Nearly 12 million Americans reported in the Census 2000 that they were at least part Asian, and in honor of Asian Pacific American Heritage Month, which began yesterday, the U.S. Census Bureau has highlighted Hawai'i as the state with the highest percentage of Asians in the country. Here, 58 percent of those who answered the census survey reported they were of Asian heritage. California was next, with 12 percent.

Honolulu led the nation in cities of 100,000 or more residents with the highest percentage of Asians, with 68 percent. Among cities of that size, the only other that had more than one-half of its population reporting as Asian was Daly City, Calif. (54 percent).

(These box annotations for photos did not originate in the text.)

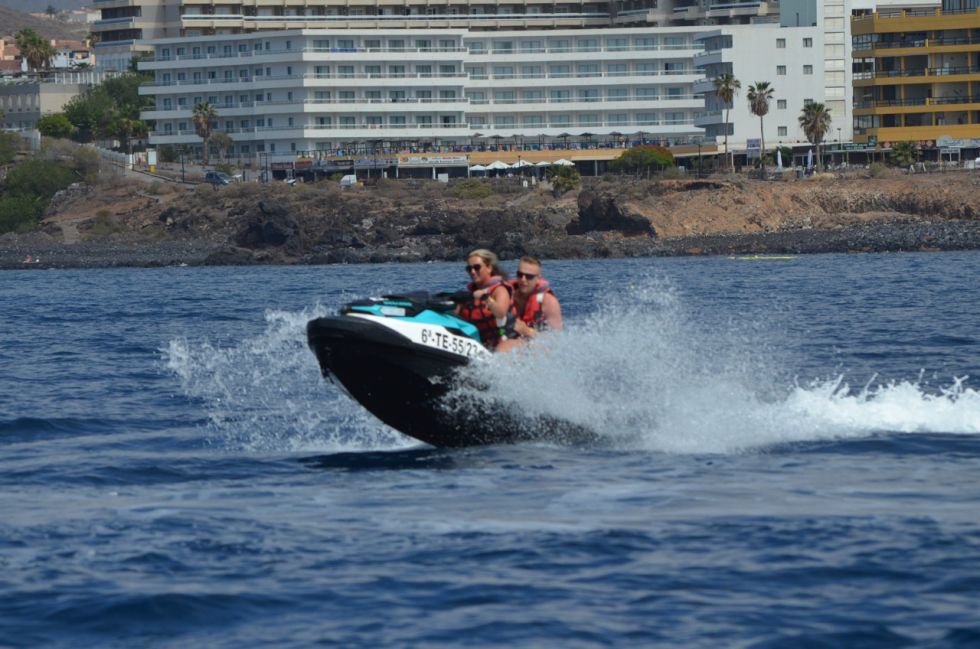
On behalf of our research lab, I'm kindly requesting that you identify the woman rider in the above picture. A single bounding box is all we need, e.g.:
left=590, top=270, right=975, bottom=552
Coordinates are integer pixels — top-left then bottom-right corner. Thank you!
left=456, top=248, right=511, bottom=350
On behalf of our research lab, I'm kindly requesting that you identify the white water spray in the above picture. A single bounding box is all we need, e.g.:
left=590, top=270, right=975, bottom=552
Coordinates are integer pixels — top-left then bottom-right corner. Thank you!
left=163, top=306, right=411, bottom=452
left=453, top=281, right=980, bottom=453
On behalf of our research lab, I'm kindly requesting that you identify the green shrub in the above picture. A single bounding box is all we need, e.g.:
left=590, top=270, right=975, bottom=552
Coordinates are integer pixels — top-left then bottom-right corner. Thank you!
left=0, top=131, right=24, bottom=164
left=4, top=159, right=76, bottom=201
left=0, top=196, right=45, bottom=234
left=609, top=144, right=674, bottom=172
left=868, top=162, right=888, bottom=178
left=452, top=178, right=493, bottom=200
left=891, top=142, right=919, bottom=167
left=71, top=146, right=102, bottom=183
left=89, top=210, right=122, bottom=238
left=157, top=144, right=180, bottom=162
left=547, top=166, right=582, bottom=196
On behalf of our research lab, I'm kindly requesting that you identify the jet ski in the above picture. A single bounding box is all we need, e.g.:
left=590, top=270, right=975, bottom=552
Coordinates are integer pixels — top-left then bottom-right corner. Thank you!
left=306, top=292, right=592, bottom=447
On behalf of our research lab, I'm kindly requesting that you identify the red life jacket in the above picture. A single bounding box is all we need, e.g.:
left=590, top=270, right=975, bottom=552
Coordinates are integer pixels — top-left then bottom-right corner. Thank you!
left=459, top=275, right=514, bottom=349
left=510, top=277, right=555, bottom=331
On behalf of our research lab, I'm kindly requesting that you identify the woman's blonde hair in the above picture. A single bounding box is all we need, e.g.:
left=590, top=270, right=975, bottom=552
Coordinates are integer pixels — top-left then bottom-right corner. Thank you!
left=466, top=248, right=508, bottom=279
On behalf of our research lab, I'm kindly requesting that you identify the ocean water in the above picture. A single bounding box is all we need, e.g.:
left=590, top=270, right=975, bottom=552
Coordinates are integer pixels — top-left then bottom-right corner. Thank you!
left=0, top=252, right=980, bottom=648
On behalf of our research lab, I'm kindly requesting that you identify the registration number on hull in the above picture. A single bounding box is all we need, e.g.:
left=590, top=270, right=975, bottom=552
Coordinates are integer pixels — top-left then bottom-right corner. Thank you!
left=419, top=327, right=487, bottom=358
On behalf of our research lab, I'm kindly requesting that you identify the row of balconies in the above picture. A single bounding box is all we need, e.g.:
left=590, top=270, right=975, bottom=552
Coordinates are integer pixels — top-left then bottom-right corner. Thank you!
left=854, top=65, right=980, bottom=81
left=852, top=36, right=980, bottom=52
left=140, top=70, right=694, bottom=90
left=142, top=45, right=700, bottom=65
left=854, top=94, right=980, bottom=110
left=150, top=119, right=694, bottom=144
left=141, top=95, right=703, bottom=120
left=180, top=12, right=609, bottom=22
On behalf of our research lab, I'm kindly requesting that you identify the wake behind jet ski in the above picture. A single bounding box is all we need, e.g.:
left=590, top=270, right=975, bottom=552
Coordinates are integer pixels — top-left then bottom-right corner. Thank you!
left=307, top=292, right=592, bottom=446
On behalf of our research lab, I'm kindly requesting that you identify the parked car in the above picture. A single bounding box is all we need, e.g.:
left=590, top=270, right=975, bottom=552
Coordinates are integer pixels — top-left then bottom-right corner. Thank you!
left=204, top=171, right=231, bottom=185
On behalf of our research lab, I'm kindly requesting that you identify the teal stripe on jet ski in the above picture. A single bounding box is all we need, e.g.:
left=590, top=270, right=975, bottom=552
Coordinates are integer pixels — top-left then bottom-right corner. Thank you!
left=350, top=302, right=480, bottom=340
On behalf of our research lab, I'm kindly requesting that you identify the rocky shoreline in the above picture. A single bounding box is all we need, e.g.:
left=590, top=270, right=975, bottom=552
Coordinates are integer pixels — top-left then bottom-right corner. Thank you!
left=0, top=221, right=980, bottom=270
left=0, top=175, right=980, bottom=269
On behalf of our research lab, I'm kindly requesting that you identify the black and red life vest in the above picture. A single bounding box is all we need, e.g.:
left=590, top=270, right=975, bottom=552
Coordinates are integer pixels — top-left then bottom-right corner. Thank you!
left=459, top=275, right=514, bottom=349
left=511, top=277, right=555, bottom=331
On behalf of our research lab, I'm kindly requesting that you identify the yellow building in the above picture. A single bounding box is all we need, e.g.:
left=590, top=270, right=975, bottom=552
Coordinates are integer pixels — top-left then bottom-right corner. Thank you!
left=851, top=0, right=980, bottom=148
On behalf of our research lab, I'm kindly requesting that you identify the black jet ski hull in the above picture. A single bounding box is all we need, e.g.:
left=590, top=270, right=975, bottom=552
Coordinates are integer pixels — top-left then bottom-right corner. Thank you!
left=307, top=315, right=591, bottom=447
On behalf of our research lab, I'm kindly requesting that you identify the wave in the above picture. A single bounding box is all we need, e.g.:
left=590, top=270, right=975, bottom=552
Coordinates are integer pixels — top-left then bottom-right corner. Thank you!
left=453, top=281, right=980, bottom=453
left=162, top=305, right=410, bottom=452
left=164, top=279, right=980, bottom=454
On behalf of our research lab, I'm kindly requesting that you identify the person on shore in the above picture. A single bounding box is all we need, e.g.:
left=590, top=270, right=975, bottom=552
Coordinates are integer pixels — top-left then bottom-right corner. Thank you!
left=456, top=248, right=513, bottom=351
left=497, top=257, right=562, bottom=352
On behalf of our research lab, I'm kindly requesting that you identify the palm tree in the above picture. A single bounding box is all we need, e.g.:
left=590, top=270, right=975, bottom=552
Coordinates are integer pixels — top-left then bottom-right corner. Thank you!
left=191, top=101, right=218, bottom=166
left=714, top=72, right=742, bottom=171
left=14, top=29, right=54, bottom=71
left=799, top=101, right=832, bottom=167
left=746, top=81, right=776, bottom=178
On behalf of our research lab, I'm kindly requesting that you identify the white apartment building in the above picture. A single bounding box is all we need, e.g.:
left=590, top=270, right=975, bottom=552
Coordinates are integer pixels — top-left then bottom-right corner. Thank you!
left=140, top=27, right=704, bottom=157
left=694, top=24, right=824, bottom=151
left=92, top=0, right=780, bottom=69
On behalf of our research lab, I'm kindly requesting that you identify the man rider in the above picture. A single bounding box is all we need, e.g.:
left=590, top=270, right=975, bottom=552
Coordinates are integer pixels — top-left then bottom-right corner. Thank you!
left=497, top=257, right=562, bottom=351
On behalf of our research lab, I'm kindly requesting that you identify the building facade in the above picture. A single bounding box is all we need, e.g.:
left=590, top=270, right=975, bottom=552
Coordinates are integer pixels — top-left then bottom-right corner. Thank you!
left=140, top=27, right=703, bottom=156
left=694, top=23, right=824, bottom=151
left=851, top=5, right=980, bottom=148
left=0, top=72, right=103, bottom=130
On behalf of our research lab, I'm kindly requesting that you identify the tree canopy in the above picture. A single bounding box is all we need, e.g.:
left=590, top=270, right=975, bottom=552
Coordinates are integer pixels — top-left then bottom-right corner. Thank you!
left=37, top=113, right=75, bottom=138
left=609, top=144, right=674, bottom=172
left=713, top=72, right=742, bottom=172
left=65, top=73, right=153, bottom=142
left=14, top=29, right=54, bottom=72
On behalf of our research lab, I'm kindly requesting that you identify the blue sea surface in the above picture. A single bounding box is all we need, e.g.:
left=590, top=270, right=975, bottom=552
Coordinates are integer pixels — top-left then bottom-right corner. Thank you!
left=0, top=252, right=980, bottom=649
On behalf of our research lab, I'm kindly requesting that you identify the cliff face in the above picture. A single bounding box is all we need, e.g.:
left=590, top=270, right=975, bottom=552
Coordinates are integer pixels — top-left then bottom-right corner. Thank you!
left=15, top=172, right=980, bottom=263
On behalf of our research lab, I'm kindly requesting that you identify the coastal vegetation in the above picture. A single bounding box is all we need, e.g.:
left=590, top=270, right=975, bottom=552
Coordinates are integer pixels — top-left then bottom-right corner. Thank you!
left=609, top=145, right=674, bottom=177
left=547, top=165, right=582, bottom=197
left=64, top=72, right=153, bottom=142
left=714, top=72, right=742, bottom=171
left=891, top=142, right=919, bottom=167
left=14, top=29, right=54, bottom=72
left=799, top=101, right=832, bottom=167
left=191, top=101, right=218, bottom=167
left=0, top=138, right=99, bottom=234
left=747, top=81, right=776, bottom=176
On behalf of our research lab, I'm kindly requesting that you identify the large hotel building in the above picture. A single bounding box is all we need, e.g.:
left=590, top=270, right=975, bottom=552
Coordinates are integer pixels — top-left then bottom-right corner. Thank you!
left=95, top=0, right=978, bottom=162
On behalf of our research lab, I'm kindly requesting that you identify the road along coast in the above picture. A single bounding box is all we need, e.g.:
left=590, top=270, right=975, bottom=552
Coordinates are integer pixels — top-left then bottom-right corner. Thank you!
left=0, top=171, right=980, bottom=269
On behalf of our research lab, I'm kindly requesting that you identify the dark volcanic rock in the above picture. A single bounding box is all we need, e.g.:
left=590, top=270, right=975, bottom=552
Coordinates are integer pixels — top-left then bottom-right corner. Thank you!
left=235, top=201, right=299, bottom=248
left=566, top=191, right=656, bottom=236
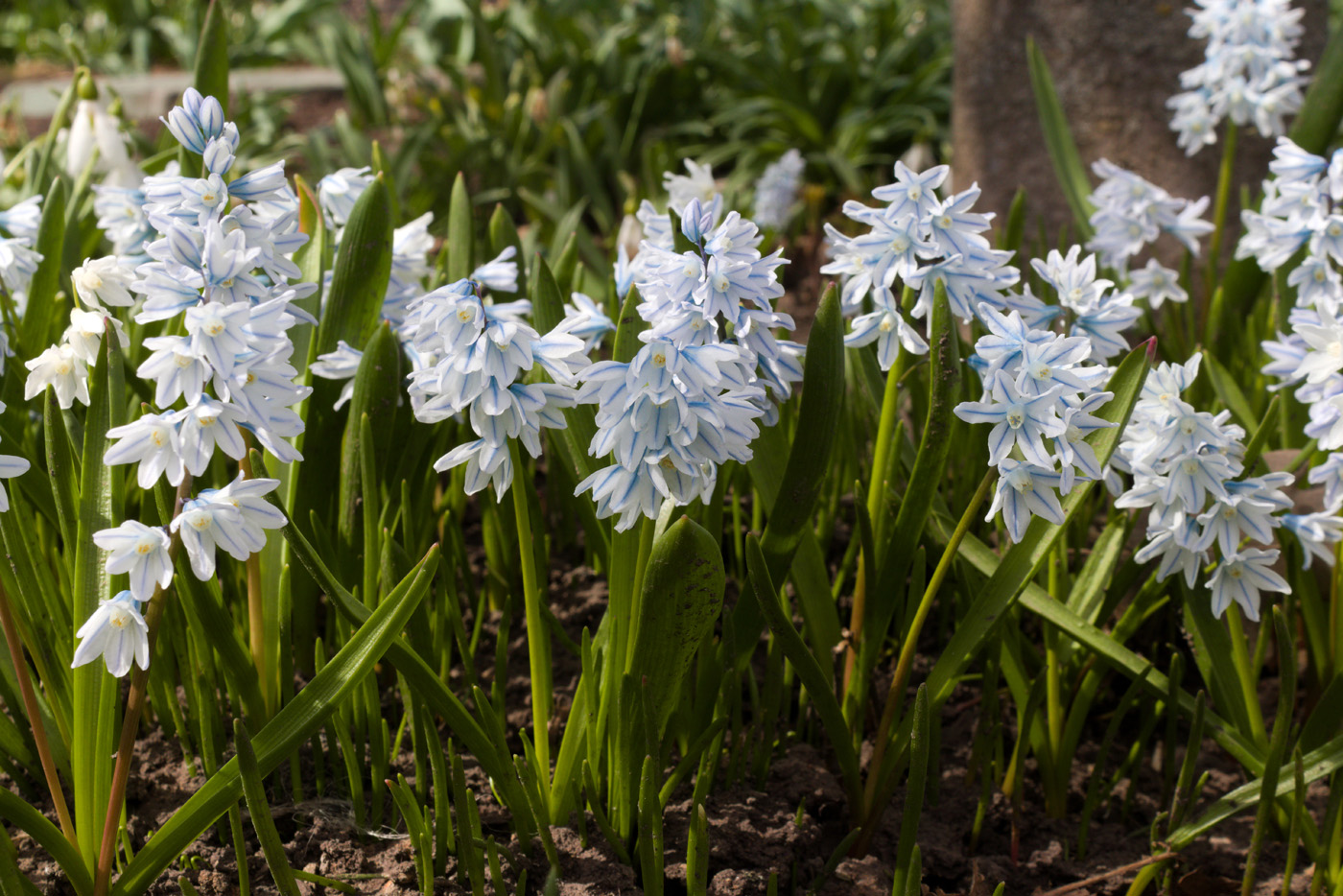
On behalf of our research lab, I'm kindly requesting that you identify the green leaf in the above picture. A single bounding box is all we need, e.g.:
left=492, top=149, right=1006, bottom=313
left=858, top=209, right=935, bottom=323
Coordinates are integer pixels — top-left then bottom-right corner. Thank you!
left=43, top=389, right=80, bottom=575
left=310, top=176, right=392, bottom=360
left=732, top=283, right=845, bottom=661
left=611, top=286, right=648, bottom=364
left=1166, top=735, right=1343, bottom=850
left=70, top=336, right=125, bottom=866
left=337, top=321, right=404, bottom=561
left=447, top=172, right=476, bottom=283
left=928, top=336, right=1155, bottom=707
left=1026, top=37, right=1092, bottom=242
left=860, top=282, right=961, bottom=674
left=0, top=788, right=93, bottom=896
left=630, top=516, right=726, bottom=749
left=746, top=532, right=862, bottom=816
left=234, top=719, right=299, bottom=896
left=114, top=546, right=437, bottom=896
left=182, top=0, right=228, bottom=118
left=20, top=177, right=66, bottom=357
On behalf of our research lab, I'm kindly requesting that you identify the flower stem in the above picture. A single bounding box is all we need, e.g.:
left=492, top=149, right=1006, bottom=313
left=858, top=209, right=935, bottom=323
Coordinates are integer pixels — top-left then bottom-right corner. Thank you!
left=862, top=467, right=998, bottom=830
left=93, top=473, right=191, bottom=896
left=1226, top=603, right=1268, bottom=749
left=509, top=439, right=551, bottom=806
left=238, top=448, right=276, bottom=718
left=0, top=584, right=80, bottom=849
left=1203, top=121, right=1237, bottom=316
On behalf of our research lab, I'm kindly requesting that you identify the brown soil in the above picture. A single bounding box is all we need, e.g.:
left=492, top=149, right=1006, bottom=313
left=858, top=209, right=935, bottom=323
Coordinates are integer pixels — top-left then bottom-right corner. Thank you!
left=13, top=553, right=1326, bottom=896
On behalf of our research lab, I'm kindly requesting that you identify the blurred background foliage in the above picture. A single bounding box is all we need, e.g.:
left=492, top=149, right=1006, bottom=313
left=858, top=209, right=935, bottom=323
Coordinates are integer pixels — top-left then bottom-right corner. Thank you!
left=0, top=0, right=951, bottom=252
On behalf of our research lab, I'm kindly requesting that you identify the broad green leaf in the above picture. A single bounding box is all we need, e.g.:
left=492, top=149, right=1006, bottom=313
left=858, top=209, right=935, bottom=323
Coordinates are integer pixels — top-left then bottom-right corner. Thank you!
left=337, top=321, right=406, bottom=561
left=862, top=282, right=961, bottom=674
left=252, top=483, right=534, bottom=843
left=1026, top=37, right=1092, bottom=242
left=928, top=343, right=1155, bottom=707
left=611, top=286, right=648, bottom=364
left=312, top=176, right=392, bottom=360
left=234, top=719, right=299, bottom=896
left=732, top=285, right=845, bottom=661
left=746, top=532, right=862, bottom=816
left=70, top=337, right=125, bottom=866
left=111, top=546, right=437, bottom=896
left=630, top=516, right=726, bottom=749
left=43, top=389, right=80, bottom=575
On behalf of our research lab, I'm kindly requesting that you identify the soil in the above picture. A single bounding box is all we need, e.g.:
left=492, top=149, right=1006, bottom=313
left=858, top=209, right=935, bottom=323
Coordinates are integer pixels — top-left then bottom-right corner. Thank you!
left=6, top=557, right=1327, bottom=896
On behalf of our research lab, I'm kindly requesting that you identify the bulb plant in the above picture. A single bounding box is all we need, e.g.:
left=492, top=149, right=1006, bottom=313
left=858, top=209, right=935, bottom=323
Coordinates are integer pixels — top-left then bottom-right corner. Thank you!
left=0, top=0, right=1343, bottom=896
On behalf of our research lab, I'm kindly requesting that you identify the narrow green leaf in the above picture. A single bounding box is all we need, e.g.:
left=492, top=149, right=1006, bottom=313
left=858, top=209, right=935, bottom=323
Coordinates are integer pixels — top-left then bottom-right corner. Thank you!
left=19, top=177, right=67, bottom=357
left=0, top=788, right=93, bottom=896
left=746, top=532, right=862, bottom=816
left=447, top=172, right=476, bottom=283
left=234, top=719, right=299, bottom=896
left=114, top=546, right=437, bottom=896
left=1026, top=37, right=1092, bottom=242
left=70, top=331, right=125, bottom=866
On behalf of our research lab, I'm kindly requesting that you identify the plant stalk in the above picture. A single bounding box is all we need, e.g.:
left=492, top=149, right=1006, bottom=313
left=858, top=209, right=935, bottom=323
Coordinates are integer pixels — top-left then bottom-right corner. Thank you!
left=862, top=467, right=998, bottom=830
left=0, top=584, right=80, bottom=849
left=509, top=439, right=551, bottom=806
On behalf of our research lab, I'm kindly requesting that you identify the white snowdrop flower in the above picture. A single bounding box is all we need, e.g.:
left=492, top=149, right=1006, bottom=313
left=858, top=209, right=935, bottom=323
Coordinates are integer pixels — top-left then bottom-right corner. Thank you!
left=102, top=411, right=187, bottom=489
left=93, top=520, right=172, bottom=601
left=70, top=591, right=149, bottom=678
left=23, top=345, right=88, bottom=410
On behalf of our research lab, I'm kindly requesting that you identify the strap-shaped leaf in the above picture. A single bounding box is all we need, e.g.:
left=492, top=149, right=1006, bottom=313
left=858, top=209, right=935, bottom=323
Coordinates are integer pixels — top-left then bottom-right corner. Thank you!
left=732, top=283, right=845, bottom=661
left=19, top=177, right=67, bottom=357
left=447, top=172, right=476, bottom=283
left=70, top=335, right=125, bottom=865
left=1026, top=37, right=1092, bottom=242
left=928, top=342, right=1155, bottom=705
left=113, top=546, right=437, bottom=896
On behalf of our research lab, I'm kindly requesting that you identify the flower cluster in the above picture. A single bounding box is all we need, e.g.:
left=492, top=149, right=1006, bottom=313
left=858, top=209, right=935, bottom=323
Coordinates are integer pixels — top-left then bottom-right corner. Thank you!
left=51, top=90, right=297, bottom=675
left=310, top=167, right=517, bottom=410
left=954, top=287, right=1114, bottom=541
left=571, top=182, right=802, bottom=531
left=1107, top=355, right=1292, bottom=620
left=753, top=149, right=807, bottom=229
left=1236, top=137, right=1343, bottom=575
left=820, top=161, right=1020, bottom=370
left=1166, top=0, right=1309, bottom=155
left=407, top=279, right=588, bottom=500
left=1087, top=158, right=1213, bottom=276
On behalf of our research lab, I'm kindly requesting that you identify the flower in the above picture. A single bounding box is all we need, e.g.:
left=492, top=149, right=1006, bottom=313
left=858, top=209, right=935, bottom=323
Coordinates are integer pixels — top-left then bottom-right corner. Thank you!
left=93, top=520, right=172, bottom=601
left=1208, top=548, right=1292, bottom=622
left=70, top=591, right=149, bottom=678
left=23, top=345, right=88, bottom=410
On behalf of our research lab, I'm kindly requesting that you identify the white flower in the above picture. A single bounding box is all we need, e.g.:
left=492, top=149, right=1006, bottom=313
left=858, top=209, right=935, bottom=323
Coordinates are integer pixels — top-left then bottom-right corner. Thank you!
left=23, top=345, right=88, bottom=410
left=1208, top=548, right=1292, bottom=622
left=93, top=520, right=172, bottom=601
left=102, top=411, right=185, bottom=489
left=70, top=255, right=135, bottom=308
left=63, top=308, right=130, bottom=364
left=70, top=591, right=149, bottom=678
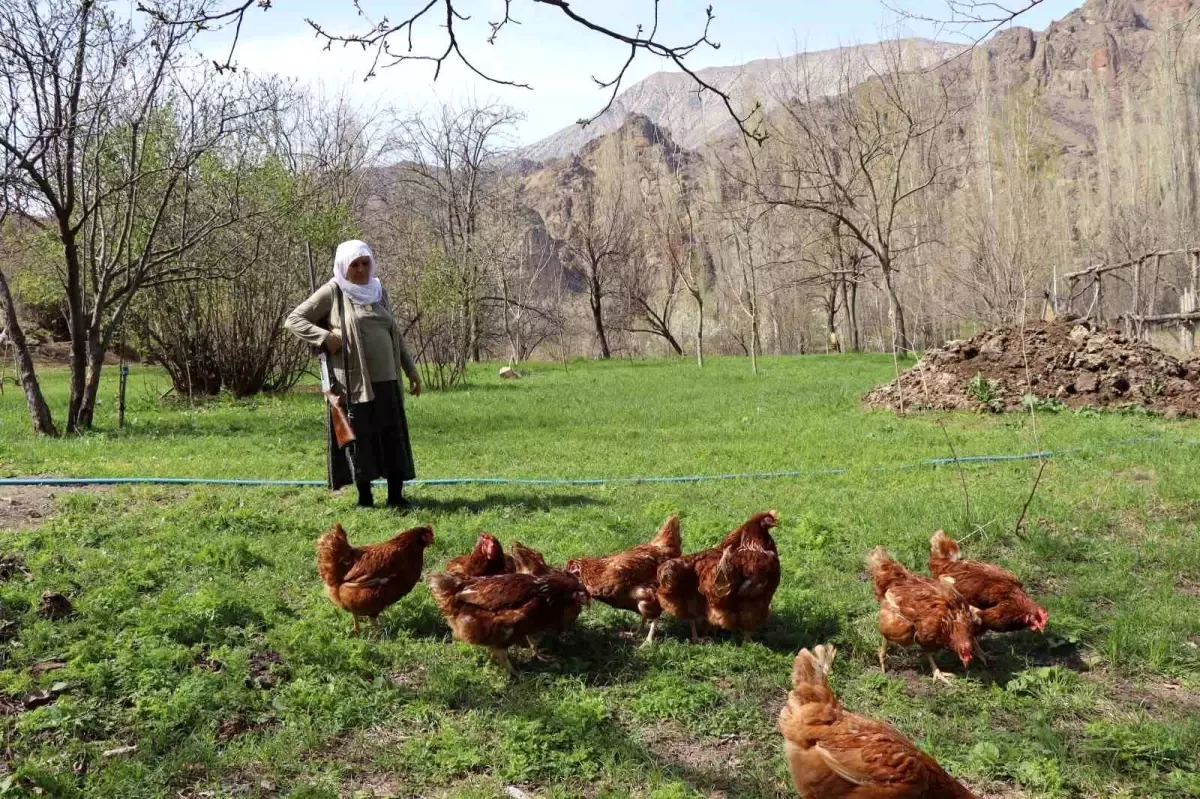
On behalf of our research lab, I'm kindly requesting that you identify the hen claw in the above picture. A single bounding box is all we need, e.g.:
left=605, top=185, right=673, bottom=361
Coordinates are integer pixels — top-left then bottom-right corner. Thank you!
left=929, top=655, right=954, bottom=685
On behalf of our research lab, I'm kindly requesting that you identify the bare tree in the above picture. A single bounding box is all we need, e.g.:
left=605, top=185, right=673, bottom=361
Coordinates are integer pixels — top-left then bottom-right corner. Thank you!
left=0, top=211, right=58, bottom=435
left=484, top=208, right=563, bottom=366
left=400, top=104, right=521, bottom=361
left=0, top=0, right=276, bottom=432
left=752, top=42, right=959, bottom=349
left=138, top=0, right=766, bottom=142
left=641, top=152, right=712, bottom=367
left=564, top=155, right=636, bottom=360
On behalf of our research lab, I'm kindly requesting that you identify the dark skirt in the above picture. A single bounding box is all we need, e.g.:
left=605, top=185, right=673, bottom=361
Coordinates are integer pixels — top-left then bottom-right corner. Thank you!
left=329, top=380, right=416, bottom=489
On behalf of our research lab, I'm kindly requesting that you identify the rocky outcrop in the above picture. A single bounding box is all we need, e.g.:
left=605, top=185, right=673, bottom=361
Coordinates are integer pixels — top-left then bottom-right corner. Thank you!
left=864, top=322, right=1200, bottom=416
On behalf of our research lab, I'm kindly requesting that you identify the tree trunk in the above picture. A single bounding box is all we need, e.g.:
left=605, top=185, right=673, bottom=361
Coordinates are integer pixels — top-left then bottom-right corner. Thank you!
left=79, top=330, right=104, bottom=429
left=662, top=328, right=683, bottom=355
left=881, top=263, right=911, bottom=352
left=842, top=275, right=863, bottom=353
left=750, top=307, right=758, bottom=374
left=0, top=271, right=59, bottom=435
left=59, top=230, right=88, bottom=433
left=826, top=283, right=841, bottom=353
left=588, top=272, right=612, bottom=361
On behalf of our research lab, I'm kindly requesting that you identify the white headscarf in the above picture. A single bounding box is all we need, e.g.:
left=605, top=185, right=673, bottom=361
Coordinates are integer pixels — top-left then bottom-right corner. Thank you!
left=334, top=239, right=383, bottom=305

All of the remaining cities among the 10 with the highest percentage of Asians in their population were in California: Fremont, Sunnyvale, San Francisco, Irvine, Garden Grove, Santa Clara, Torrance and San Jose.

— Tanya Bricking, Advertiser staff writer

Finally, the facts

Have a pressing need to know the names of Hawai'i's major waterfalls by island? Perhaps you'd like to drop into conversation the number of cargo ship arrivals in Honolulu last year, and the tonnage totals? Or perhaps you'd like to know how many of the couples who were married here last year married people of the same race?

If arcane facts come in handy in your work or you're planning to win "Jan Ken Po" this year, your best friend is the new "Hawai'i Data Book, A Statistical Reference to Hawai'i's Social, Economic and Political Trends," edited by the state's longtime king of facts, statistician Robert C. Schmitt. Mutual Publishing has released the book in a handy paperback desk size at $13.95.

— Wanda A. Adams, Advertiser book editor

Book-club winners

Nothing worth reading out there, huh, Oprah? Kelly Ripa, USA Today and the "Today" show beg to differ.

A recommendation last Thursday from the co-host of "Live With Regis & Kelly" has made an instant best seller out of "If Looks Could Kill," a murder mystery by Cosmopolitan Editor in Chief Kate White, who sent Ripa a gushing thank-you note.

Meanwhile, USA Today has helped sales of Richard Russo's "Empire Falls." In mid-April, the newspaper made Russo's novel its debut book club pick, just days after Russo won the Pulitzer Prize for fiction and after the paperback edition was released.

The "Today" show has also formed a book club, to start in June.